Giuseppe Conte wurde als neuer Ministerpräsident Italiens vereidigt. Der Rechtswissenschaftler will jetzt Ruhe in die Politik seines Landes bringen. Doch birgt das neue Kabinett mit nur fünf Frauen, etlichen Ministern ohne nennenswerte Parteikarriere und einigen Professoren Konfliktpotenzial.

Von Nikolaus Nützel | 01.06.2018
    Der neue italienische Regierungschef Conte bei seiner Vereidigung durch Präsident Mattarella
    Der neue italienische Regierungschef Conte bei seiner Vereidigung durch Präsident Mattarella (AFP/Alberto Pizzoli)
    "Ich schwöre der Republik die Treue" - mit dieser traditionellen Formel und einem Bekenntnis zur Verfassung Italiens hat der neue Ministerpräsident Giuseppe Conte sein Amt angenommen. Damit gehen fast drei Monate zu Ende, in denen unklar war, wie die drittgrößte Volkswirtschaft der Eurozone künftig regiert wird. Zwischenzeitlich hatten alle Zeichen auf Neuwahlen gestanden, weil vor allem die Lega den 81-jährigen Ökonomieprofessor Paolo Savona unbedingt für das Amt des Wirtschafts- und Finanzministers durchsetzen wollte.

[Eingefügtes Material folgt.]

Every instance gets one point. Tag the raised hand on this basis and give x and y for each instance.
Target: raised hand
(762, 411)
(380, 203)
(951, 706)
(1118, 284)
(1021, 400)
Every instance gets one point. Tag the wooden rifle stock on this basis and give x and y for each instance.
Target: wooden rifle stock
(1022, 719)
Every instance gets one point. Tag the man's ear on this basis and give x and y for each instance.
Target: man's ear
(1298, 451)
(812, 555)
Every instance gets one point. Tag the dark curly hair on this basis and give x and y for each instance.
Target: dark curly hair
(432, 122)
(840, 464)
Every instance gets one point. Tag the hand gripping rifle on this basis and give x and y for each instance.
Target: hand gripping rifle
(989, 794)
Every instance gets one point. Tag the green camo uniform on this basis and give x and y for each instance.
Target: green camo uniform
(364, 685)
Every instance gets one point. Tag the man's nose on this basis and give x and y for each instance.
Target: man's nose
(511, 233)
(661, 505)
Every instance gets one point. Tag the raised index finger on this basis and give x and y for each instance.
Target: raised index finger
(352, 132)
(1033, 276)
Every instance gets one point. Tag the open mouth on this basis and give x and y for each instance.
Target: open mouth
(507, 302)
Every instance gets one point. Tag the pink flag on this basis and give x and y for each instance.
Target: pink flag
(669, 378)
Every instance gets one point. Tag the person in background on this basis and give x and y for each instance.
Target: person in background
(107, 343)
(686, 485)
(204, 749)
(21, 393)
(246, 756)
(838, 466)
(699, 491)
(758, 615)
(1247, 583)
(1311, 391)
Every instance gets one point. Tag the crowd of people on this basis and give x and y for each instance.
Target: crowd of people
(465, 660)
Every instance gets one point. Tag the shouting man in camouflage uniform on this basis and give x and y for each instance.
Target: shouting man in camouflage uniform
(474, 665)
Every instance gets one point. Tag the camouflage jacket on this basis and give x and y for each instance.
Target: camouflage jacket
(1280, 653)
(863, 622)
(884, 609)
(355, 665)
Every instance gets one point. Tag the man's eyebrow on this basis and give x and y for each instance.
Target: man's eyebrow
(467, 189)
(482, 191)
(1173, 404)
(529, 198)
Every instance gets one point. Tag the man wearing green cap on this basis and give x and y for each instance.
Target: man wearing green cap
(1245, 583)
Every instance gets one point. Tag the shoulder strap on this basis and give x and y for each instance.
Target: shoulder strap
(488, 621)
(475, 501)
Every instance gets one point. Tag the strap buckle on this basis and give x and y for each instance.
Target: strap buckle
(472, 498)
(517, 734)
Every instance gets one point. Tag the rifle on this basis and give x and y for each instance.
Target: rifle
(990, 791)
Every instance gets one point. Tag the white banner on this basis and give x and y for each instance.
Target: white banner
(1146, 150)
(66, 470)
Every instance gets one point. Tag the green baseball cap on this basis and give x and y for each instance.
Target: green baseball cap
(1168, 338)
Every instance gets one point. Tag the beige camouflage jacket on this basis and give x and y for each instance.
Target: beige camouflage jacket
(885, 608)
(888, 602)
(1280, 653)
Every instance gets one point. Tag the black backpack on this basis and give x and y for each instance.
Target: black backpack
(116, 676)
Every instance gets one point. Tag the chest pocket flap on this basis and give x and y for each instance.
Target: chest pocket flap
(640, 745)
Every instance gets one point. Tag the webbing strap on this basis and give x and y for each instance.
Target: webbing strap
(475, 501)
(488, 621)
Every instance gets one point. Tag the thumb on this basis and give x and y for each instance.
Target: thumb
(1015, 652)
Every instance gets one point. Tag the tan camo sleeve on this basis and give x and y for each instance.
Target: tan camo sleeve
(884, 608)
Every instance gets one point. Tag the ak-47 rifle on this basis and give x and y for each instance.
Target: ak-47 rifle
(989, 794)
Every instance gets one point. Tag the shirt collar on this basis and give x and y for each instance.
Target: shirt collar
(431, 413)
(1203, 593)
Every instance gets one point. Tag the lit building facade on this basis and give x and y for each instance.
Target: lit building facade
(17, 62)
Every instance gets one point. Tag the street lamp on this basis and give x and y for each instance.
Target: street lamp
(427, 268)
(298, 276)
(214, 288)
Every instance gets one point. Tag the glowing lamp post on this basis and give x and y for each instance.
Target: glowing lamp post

Dagegen hatte Staatspräsident Mattarella sein Veto eingelegt.
    Die neuen Minister
    Er hatte die Befürchtung, dass Savonas besonders eurokritische Haltung Italien - und damit allen italienischen Bürgern - auf internationaler Ebene schadet. Nun haben die Mehrheitsparteien und der Staatspräsident den Kompromiss gefunden, dass Savona um europäische Angelegenheiten kümmern soll. Für Wirtschaft und Finanzen ist der weniger eurokritische Ökonomieprofessor Giovanni Tria zuständig. Und für die Außenpolitik Italiens wird Enzo Moavero Milanesi verantwortlich sein - er gilt als erfahrener Fachmann auf diesem Gebiet - er war schon in zwei früheren Regierungen Minister für Europa-Angelegenheiten. Der Spitzenkandidat der Fünf-Sterne-Bewegung, Luigi di Maio wird Minister für Entwicklung und Arbeit. Vor seiner Vereidigung zeigte er sich gut gelaunt und optimistisch.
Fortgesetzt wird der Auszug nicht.